Their stories were diverse, but there was a common theme: everyone who was getting better had realized they couldn’t get better by themselves. They couldn’t make it alone. Instead of blaming other people for their problems, they’d discovered that other people could actually help. Someone said: Welcome to being human. 

That lump in my throat had turned into tears.

A woman offered me a tissue. I said, thanks, I don’t know why I’m crying, I’m not an alcoholic, I’m just here for research purposes. She looked at me, she looked into me, really. She said, okay baby, okay. She knew. 

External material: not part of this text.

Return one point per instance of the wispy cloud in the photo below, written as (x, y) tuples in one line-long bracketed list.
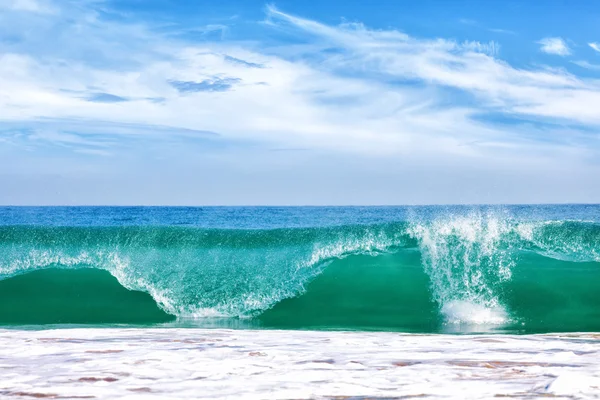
[(502, 31), (340, 88), (555, 45), (587, 65)]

I knew, though It took me two more years to admit my drinking problem.

But the biggest obstacle to recovery for me was asking for help, learning that I need others.

My biggest temptation still is control freakery. I think I can sort it all out by myself. If I work hard enough, focus, organise, do enough yoga, I can fix anything. I’m a recovering alcoholic, but I’m also a recovering control freak.

But I’ve come to believe that everybody’s addicted to something. If we’re honest, we all struggle with some substance or behavior or attitude that’s just draining the life from us, and we cannot fix it on our own.

But that is actually good news: because it pushes us outside of ourselves. And help is only another human away.